The love I hold for this child… the extent for which I would go to ensure her happiness … is absolutely immeasurable.
I don’t think I’m saying anything new here.
It’s important to me that she have photos and/or videos of her life to help jog her memory or help show her the way things were at every stage in her life. Pictures of eating solids for the first time. Pictures of park visits. Pictures of her staring at the TV. Pictures of her playing with her toys. Pictures of her with family…
It’s important to me that she has pictures of us- Mama and Daughter.
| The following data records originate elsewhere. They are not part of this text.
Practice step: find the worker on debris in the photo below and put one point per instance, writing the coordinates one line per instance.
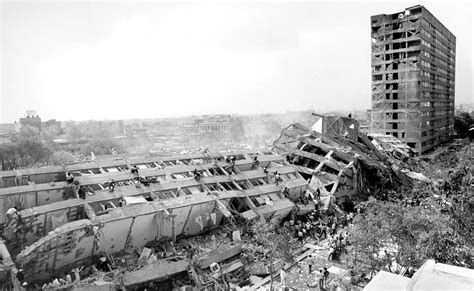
(134, 170)
(321, 279)
(69, 178)
(103, 264)
(81, 193)
(325, 276)
(112, 185)
(277, 177)
(310, 263)
(256, 162)
(12, 214)
(56, 283)
(197, 175)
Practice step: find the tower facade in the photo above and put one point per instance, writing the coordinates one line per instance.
(413, 73)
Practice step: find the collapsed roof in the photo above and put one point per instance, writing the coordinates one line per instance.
(338, 159)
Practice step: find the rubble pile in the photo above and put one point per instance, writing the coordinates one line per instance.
(339, 166)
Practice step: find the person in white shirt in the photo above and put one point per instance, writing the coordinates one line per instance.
(12, 214)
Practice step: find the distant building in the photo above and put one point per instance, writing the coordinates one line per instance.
(213, 123)
(33, 119)
(7, 131)
(413, 74)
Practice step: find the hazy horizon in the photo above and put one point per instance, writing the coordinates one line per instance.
(127, 60)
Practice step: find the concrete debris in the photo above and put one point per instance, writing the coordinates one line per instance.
(190, 221)
(344, 167)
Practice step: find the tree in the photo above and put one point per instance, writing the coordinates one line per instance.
(462, 123)
(25, 150)
(61, 158)
(417, 233)
(274, 240)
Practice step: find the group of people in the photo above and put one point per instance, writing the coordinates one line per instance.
(314, 225)
(58, 282)
(321, 278)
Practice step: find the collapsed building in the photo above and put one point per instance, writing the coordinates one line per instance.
(340, 162)
(184, 196)
(152, 220)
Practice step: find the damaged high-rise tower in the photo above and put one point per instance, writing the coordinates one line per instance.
(413, 73)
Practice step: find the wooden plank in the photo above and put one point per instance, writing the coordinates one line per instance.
(232, 267)
(223, 252)
(345, 157)
(156, 271)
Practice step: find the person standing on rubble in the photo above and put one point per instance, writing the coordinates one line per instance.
(277, 177)
(12, 214)
(197, 175)
(134, 171)
(69, 178)
(112, 185)
(310, 263)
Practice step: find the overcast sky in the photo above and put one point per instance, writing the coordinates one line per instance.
(116, 60)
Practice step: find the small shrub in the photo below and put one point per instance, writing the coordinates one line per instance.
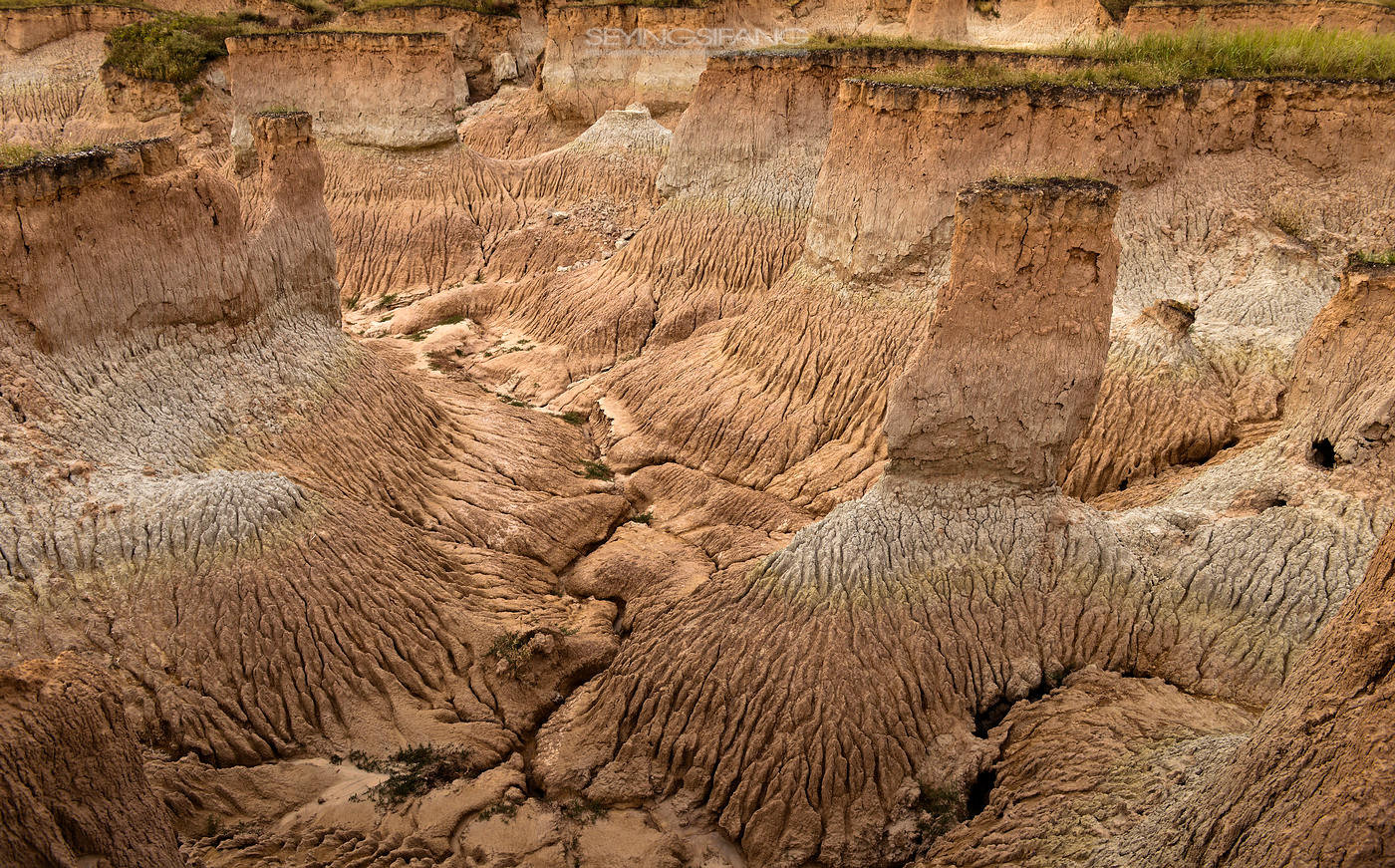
(941, 808)
(1373, 258)
(414, 772)
(171, 48)
(1289, 220)
(597, 469)
(513, 649)
(582, 811)
(17, 153)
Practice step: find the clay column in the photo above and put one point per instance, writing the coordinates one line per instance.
(1008, 374)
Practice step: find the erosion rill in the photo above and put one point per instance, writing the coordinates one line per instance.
(213, 550)
(895, 595)
(518, 434)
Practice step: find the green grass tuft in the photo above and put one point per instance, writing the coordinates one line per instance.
(1160, 60)
(483, 7)
(173, 48)
(18, 153)
(597, 469)
(1373, 258)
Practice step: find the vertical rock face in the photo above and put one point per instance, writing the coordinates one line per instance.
(1161, 404)
(1311, 787)
(73, 788)
(24, 30)
(1032, 283)
(1342, 400)
(383, 90)
(79, 236)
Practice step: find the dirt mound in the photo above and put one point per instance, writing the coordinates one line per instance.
(74, 787)
(778, 744)
(184, 455)
(384, 90)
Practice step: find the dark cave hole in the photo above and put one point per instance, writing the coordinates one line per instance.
(1324, 453)
(978, 793)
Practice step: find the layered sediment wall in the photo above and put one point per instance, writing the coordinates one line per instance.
(383, 90)
(73, 787)
(488, 49)
(185, 428)
(70, 279)
(603, 56)
(1160, 145)
(1359, 16)
(1011, 415)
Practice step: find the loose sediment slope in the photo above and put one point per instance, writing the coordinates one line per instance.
(188, 435)
(876, 248)
(416, 225)
(488, 49)
(738, 697)
(384, 90)
(73, 786)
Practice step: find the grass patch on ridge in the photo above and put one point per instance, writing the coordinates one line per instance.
(18, 153)
(1373, 258)
(13, 4)
(483, 7)
(1158, 60)
(174, 48)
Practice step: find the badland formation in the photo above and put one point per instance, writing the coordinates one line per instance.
(791, 433)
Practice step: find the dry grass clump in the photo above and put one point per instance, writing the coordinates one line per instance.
(17, 153)
(483, 7)
(827, 39)
(1158, 60)
(9, 4)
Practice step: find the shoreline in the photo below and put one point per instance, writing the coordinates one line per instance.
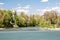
(29, 29)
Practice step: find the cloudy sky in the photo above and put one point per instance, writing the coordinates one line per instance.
(31, 6)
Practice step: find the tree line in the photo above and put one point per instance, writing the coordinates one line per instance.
(50, 19)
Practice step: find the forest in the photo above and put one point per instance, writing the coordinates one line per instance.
(50, 19)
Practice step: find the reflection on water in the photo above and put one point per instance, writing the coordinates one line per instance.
(30, 35)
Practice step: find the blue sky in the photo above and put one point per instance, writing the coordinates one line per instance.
(31, 6)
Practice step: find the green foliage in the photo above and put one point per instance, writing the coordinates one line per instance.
(48, 20)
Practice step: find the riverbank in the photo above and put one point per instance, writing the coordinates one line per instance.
(29, 29)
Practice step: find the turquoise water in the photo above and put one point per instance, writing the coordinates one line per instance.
(29, 35)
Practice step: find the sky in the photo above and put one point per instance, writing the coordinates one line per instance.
(30, 6)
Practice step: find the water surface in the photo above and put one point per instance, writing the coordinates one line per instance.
(29, 35)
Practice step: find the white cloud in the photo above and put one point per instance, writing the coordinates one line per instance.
(41, 11)
(24, 9)
(1, 3)
(44, 0)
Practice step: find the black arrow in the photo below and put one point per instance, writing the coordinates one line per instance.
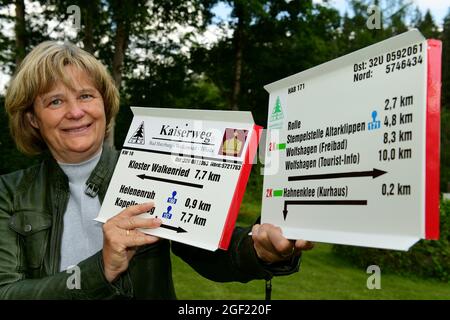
(322, 203)
(177, 229)
(373, 173)
(194, 185)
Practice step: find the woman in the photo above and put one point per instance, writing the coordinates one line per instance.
(62, 100)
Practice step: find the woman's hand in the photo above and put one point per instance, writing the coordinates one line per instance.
(271, 246)
(121, 239)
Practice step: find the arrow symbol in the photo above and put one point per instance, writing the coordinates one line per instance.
(194, 185)
(322, 202)
(373, 173)
(177, 229)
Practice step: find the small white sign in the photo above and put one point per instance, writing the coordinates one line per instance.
(193, 164)
(356, 143)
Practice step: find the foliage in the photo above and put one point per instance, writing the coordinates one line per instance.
(427, 258)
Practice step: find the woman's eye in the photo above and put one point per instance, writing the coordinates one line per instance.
(86, 97)
(55, 102)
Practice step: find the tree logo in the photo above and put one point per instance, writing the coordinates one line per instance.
(277, 112)
(138, 136)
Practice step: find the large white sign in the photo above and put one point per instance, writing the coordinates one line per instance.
(353, 147)
(194, 165)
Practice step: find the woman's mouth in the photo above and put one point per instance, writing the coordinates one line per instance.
(78, 129)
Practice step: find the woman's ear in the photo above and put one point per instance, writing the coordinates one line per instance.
(32, 118)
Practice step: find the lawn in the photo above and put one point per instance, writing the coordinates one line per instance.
(323, 276)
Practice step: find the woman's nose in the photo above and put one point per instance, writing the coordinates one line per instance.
(75, 110)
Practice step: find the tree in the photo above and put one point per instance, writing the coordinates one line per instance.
(20, 31)
(427, 26)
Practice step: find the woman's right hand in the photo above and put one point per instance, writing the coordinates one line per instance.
(121, 239)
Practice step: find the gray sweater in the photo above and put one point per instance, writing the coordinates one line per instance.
(82, 236)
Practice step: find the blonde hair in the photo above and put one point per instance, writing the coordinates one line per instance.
(37, 74)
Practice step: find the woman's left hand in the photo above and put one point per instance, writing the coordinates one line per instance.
(271, 246)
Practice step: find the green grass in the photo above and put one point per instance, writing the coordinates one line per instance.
(323, 275)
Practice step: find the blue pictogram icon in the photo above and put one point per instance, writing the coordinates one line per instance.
(172, 199)
(375, 124)
(167, 214)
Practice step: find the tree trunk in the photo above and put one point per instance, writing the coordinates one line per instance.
(91, 9)
(20, 31)
(239, 34)
(121, 45)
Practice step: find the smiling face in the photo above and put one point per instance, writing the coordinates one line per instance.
(71, 120)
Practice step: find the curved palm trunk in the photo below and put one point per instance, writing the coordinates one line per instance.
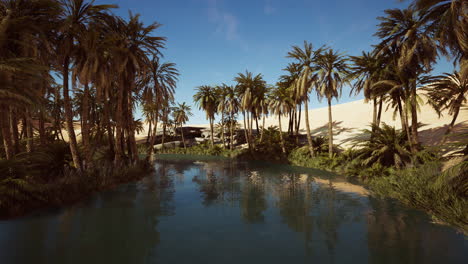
(212, 132)
(69, 116)
(309, 137)
(283, 149)
(330, 130)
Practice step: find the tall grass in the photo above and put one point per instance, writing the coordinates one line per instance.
(444, 194)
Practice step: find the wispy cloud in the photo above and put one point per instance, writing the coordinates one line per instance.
(268, 8)
(227, 23)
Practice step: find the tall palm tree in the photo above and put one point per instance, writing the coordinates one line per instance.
(221, 95)
(76, 16)
(205, 98)
(448, 92)
(333, 73)
(135, 44)
(278, 104)
(406, 33)
(159, 87)
(302, 86)
(232, 107)
(367, 70)
(248, 87)
(181, 115)
(449, 20)
(27, 29)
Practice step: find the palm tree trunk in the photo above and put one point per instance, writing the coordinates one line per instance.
(283, 149)
(42, 136)
(309, 136)
(330, 130)
(14, 130)
(29, 132)
(85, 125)
(222, 129)
(69, 116)
(454, 119)
(119, 150)
(7, 143)
(246, 129)
(256, 124)
(232, 132)
(379, 115)
(182, 134)
(131, 125)
(148, 137)
(212, 132)
(263, 127)
(110, 132)
(252, 138)
(404, 123)
(414, 117)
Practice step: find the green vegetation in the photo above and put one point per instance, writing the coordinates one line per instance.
(107, 66)
(71, 75)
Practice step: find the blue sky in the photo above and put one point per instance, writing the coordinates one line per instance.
(212, 40)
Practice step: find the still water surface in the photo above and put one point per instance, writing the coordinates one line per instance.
(194, 210)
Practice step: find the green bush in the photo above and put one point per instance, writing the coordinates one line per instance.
(443, 194)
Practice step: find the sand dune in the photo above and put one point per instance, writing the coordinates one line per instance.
(350, 118)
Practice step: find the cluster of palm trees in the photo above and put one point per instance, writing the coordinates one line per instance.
(411, 40)
(106, 66)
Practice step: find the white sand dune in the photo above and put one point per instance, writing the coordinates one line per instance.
(350, 118)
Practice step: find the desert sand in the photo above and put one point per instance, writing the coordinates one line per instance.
(351, 118)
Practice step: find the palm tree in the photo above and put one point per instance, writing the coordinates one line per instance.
(407, 36)
(181, 115)
(333, 73)
(159, 87)
(249, 89)
(302, 86)
(449, 20)
(76, 16)
(26, 31)
(135, 42)
(279, 103)
(221, 106)
(448, 92)
(232, 107)
(205, 98)
(367, 70)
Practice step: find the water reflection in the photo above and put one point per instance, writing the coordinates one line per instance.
(220, 211)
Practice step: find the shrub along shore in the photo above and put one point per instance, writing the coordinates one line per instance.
(45, 179)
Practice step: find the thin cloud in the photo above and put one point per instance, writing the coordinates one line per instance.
(268, 8)
(227, 23)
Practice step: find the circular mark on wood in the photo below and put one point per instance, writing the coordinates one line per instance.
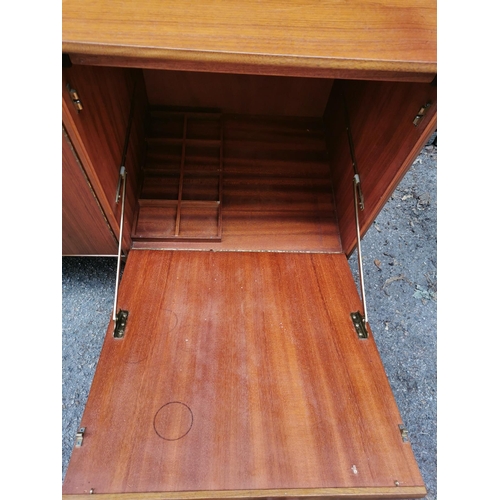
(173, 421)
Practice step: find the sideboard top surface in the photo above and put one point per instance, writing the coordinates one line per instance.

I’m not in a happy place right now with my weight. I’m the heaviest I’ve been ever (yes, I’m heavier than I was when I was 9 months pregnant). Yet, I can’t seem to stop piling the shit food into my mouth. Those pictures she won’t ever see- not on film, not in memory. I will ensure this to always be. But, I still NEED her to have photos of us together. From every stage of her life during my life. Tomorrow is not guaranteed and if I leave this life without ensuring that she has good memories, that she has photos of the everyday and her family… I will have absolutely failed her.
So when we played at the park on Mother’s Day, and I watched my girl shine brighter than the sun that was absolutely relentless that day, my heart nearly exploded when my husband showed me a photo he snapped on his new cell phone of the two of us.
Get in the photo with your child(ren). YOU MUST DO THIS. TODAY.